A obra já impressiona desde sua cena inicial, quando Eloise recebe a notícia de que foi aprovada na faculdade, dado o seu poder de síntese. Na mesma cena, vemos a garota em casa com um vestido de gala feito de jornais, indicando seu ímpeto criativo e ao mesmo tempo a solidão por não ter onde utilizá-lo; a sua criação pela avó traz todas as referências antiquadas e que geram a temática de nostalgia presente em todo o filme; a presença do espírito da mãe no espelho, indicando sua paranormalidade; e o detalhe do disco que está tocando na vitrola ser quebrado, tocando a mesma frase indefinidamente, algo que é praticamente um resumo de sua temática.

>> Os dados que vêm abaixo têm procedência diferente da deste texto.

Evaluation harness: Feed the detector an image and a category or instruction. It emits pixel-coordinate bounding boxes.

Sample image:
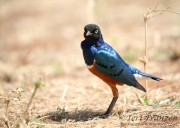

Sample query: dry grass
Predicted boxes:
[0,0,180,128]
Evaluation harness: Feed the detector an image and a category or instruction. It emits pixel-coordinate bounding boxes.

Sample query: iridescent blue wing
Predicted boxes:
[95,49,146,92]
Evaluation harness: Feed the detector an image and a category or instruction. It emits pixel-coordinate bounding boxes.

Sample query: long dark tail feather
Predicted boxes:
[134,81,146,92]
[139,72,163,81]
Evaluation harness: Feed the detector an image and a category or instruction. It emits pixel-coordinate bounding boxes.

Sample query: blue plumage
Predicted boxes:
[81,24,162,114]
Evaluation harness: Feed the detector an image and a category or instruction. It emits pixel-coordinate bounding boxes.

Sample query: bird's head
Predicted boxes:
[84,24,102,39]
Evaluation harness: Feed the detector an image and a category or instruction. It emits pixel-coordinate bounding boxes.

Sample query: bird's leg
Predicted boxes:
[104,95,118,115]
[104,84,118,116]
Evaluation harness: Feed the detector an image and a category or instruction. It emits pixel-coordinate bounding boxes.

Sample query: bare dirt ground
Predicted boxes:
[0,0,180,128]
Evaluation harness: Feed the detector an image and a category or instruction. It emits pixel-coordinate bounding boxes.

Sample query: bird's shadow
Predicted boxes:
[38,109,121,122]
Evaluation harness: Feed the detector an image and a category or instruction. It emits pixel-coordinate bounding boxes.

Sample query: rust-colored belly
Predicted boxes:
[88,65,123,85]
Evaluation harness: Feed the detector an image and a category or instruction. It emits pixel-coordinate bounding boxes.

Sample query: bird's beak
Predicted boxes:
[86,31,92,36]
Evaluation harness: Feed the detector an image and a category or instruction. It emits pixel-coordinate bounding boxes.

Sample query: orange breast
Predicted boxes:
[88,65,123,85]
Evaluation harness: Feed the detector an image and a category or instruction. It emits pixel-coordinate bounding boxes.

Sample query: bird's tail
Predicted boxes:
[139,72,163,81]
[134,81,146,92]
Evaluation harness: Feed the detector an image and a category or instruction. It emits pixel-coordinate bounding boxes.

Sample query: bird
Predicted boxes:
[81,24,162,116]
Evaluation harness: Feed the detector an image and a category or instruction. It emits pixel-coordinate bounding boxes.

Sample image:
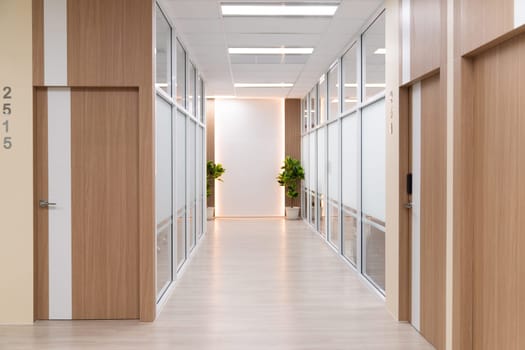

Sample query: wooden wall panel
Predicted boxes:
[67,0,154,86]
[33,88,49,320]
[284,98,301,206]
[71,88,139,319]
[206,100,215,207]
[459,0,514,54]
[410,0,443,79]
[33,0,44,86]
[472,35,525,350]
[420,75,447,350]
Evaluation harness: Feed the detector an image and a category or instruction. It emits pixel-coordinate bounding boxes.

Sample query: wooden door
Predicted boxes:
[35,88,139,319]
[471,35,525,350]
[410,75,446,350]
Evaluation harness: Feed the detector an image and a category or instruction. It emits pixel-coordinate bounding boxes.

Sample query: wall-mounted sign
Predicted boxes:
[1,86,13,150]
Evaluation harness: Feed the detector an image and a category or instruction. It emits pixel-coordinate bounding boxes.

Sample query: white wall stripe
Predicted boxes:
[411,83,421,330]
[44,0,67,86]
[401,0,412,84]
[48,88,72,319]
[514,0,525,28]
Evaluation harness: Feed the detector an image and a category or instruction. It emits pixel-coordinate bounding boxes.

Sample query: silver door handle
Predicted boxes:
[38,199,57,208]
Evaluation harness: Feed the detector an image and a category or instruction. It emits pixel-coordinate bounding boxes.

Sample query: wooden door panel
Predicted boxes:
[420,75,447,350]
[472,35,525,350]
[71,88,139,319]
[33,88,49,320]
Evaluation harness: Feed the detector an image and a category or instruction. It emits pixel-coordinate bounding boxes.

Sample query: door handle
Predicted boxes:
[38,199,57,208]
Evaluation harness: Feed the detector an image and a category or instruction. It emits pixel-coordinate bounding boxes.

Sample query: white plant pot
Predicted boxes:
[206,207,215,220]
[286,207,300,220]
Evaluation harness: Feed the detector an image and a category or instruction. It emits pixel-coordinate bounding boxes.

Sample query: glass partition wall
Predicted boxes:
[301,12,386,293]
[155,4,206,301]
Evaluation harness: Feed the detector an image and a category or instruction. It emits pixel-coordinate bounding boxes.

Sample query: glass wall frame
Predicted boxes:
[152,3,206,302]
[301,10,386,294]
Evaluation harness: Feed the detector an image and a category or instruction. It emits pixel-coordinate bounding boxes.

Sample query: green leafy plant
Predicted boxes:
[277,156,304,208]
[206,160,226,197]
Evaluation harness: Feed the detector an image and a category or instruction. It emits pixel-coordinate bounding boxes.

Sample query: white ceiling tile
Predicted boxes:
[160,0,384,98]
[223,17,330,34]
[162,0,221,19]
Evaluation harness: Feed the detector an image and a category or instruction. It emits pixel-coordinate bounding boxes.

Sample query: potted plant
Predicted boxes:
[206,160,226,220]
[277,156,304,220]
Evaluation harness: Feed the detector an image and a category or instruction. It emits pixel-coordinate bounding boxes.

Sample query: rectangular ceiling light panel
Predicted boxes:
[228,47,314,55]
[235,83,293,88]
[221,3,339,17]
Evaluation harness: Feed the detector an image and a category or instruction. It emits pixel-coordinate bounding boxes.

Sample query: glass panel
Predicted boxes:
[362,99,386,289]
[328,122,341,248]
[175,112,186,268]
[195,126,204,237]
[302,190,308,220]
[302,97,308,132]
[195,76,203,121]
[363,13,386,101]
[155,6,171,96]
[186,62,196,116]
[308,85,317,129]
[343,44,359,111]
[309,191,317,229]
[341,113,361,265]
[343,210,359,266]
[319,74,328,124]
[317,128,326,235]
[301,134,310,189]
[187,121,196,251]
[328,63,340,119]
[155,96,173,297]
[362,99,386,222]
[177,40,186,107]
[363,222,385,290]
[308,131,317,226]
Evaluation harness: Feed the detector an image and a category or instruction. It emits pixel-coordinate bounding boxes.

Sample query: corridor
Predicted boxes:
[0,219,432,350]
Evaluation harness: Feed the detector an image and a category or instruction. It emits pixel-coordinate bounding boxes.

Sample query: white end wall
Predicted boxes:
[215,99,284,217]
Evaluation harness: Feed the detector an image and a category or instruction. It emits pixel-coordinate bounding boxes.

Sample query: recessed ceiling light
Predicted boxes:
[337,83,386,88]
[206,95,237,100]
[234,83,293,88]
[228,47,314,55]
[221,3,339,16]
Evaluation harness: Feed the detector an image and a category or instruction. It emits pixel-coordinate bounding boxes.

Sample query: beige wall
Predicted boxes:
[385,0,401,319]
[0,0,33,324]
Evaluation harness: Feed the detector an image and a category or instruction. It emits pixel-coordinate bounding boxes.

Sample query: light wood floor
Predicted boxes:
[0,219,432,350]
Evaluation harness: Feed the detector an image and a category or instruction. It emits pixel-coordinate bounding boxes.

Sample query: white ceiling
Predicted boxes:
[161,0,383,98]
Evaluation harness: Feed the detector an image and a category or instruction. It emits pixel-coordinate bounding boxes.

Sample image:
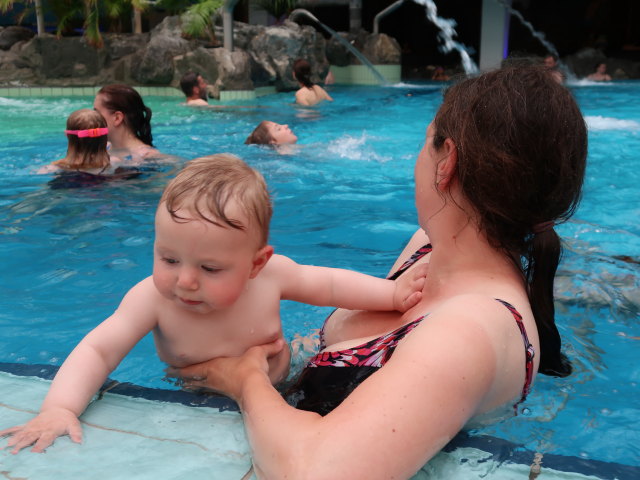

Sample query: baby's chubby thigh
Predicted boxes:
[268,336,291,385]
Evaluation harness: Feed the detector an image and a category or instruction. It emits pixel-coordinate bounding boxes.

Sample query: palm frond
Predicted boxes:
[181,0,224,38]
[84,0,104,48]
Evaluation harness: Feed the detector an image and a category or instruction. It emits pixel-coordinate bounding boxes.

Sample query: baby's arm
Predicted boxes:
[269,255,427,312]
[0,278,156,453]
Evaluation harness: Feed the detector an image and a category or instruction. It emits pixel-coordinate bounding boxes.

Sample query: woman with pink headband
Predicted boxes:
[38,108,119,175]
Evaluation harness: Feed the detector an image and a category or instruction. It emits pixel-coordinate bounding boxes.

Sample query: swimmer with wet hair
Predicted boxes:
[180,72,209,107]
[293,58,333,106]
[244,120,298,145]
[93,84,161,161]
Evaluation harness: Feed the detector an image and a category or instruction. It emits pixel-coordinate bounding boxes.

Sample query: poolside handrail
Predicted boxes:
[373,0,405,33]
[222,0,238,52]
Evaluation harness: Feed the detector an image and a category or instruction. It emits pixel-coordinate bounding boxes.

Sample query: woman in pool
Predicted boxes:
[293,58,333,106]
[180,66,587,479]
[93,85,160,162]
[244,120,298,145]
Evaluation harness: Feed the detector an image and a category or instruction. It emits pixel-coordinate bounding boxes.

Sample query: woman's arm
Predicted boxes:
[182,305,496,480]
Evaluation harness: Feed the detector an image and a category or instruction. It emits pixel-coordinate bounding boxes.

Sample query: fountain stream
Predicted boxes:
[496,0,575,80]
[289,8,389,85]
[414,0,478,75]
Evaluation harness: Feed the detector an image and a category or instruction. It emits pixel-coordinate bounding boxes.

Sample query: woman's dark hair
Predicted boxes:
[293,58,313,88]
[180,72,200,97]
[98,85,153,146]
[244,120,273,145]
[433,66,587,376]
[65,108,110,170]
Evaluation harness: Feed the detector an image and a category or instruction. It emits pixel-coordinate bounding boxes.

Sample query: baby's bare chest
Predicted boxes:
[153,292,282,367]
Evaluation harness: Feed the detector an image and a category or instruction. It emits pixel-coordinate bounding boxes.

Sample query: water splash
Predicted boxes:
[289,8,388,85]
[496,0,560,58]
[414,0,478,75]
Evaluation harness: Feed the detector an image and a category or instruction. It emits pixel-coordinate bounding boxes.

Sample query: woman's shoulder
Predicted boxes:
[410,293,533,344]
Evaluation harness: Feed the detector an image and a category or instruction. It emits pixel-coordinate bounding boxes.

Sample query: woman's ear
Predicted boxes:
[436,138,458,191]
[249,245,273,278]
[113,111,124,127]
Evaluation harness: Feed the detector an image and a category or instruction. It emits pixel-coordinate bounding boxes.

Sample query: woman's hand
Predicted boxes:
[0,408,82,453]
[393,263,429,312]
[170,338,285,403]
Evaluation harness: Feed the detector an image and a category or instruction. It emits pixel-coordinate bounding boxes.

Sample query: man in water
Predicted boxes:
[180,72,209,106]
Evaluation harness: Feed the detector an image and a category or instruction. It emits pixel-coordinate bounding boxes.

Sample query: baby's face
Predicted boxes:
[153,204,257,314]
[267,122,298,145]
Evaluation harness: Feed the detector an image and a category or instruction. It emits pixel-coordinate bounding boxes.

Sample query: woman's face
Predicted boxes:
[267,122,298,145]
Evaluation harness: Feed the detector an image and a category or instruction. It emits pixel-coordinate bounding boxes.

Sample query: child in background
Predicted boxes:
[293,58,333,106]
[38,108,117,175]
[0,154,426,453]
[244,120,298,145]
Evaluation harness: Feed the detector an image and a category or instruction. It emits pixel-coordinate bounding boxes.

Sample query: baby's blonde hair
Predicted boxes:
[160,153,273,247]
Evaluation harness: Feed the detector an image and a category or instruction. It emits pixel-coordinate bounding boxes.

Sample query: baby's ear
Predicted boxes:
[249,245,273,278]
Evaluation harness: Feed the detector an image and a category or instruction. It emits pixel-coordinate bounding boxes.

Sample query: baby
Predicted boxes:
[0,154,425,453]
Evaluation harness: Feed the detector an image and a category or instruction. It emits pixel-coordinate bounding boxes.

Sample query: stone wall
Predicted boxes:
[0,17,400,98]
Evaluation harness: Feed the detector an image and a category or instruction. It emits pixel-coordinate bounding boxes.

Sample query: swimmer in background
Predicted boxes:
[38,108,120,175]
[293,58,333,106]
[431,66,449,82]
[542,53,564,83]
[93,85,161,164]
[180,72,209,107]
[587,62,611,82]
[244,120,298,145]
[0,154,426,453]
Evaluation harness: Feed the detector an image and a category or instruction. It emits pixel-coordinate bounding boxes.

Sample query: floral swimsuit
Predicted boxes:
[285,244,535,415]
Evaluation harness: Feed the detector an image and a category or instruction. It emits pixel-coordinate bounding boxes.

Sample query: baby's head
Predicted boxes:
[244,120,298,145]
[159,153,272,248]
[65,108,109,168]
[153,154,273,314]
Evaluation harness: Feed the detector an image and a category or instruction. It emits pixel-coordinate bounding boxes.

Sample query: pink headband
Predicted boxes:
[64,128,109,138]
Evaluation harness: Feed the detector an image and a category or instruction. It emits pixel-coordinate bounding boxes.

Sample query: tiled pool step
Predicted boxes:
[0,363,640,480]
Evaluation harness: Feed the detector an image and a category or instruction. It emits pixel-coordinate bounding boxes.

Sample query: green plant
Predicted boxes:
[181,0,224,43]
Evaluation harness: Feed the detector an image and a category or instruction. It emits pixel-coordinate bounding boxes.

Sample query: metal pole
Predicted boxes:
[349,0,362,33]
[222,0,238,52]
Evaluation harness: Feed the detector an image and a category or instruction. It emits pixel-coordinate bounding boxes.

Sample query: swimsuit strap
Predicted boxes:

Enquanto o longa avança, já estamos completamente submersos nesse universo, torcendo pela garota em seu processo de adaptação. Há uma ênfase nos temas sobre os perigos da cidade grande e seus homens que cria uma tensão inicial, mas é quando o primeiro transporte ao passado acontece que compreende-se que o fator principal é a linha tênue que separa presente e passado, e a repetição de alguns comportamentos de maneira quase cíclica. É nesses momentos em que se compreende a semelhança entre Eloise e Sandie que o diretor mais brilha, mostrando uma compreensão e sensibilidade sobre o universo feminino que raríssimos diretores homens conseguem aperfeiçoar – e que certamente é ajudado pela co-roteirista Krysty Wilson-Cairns.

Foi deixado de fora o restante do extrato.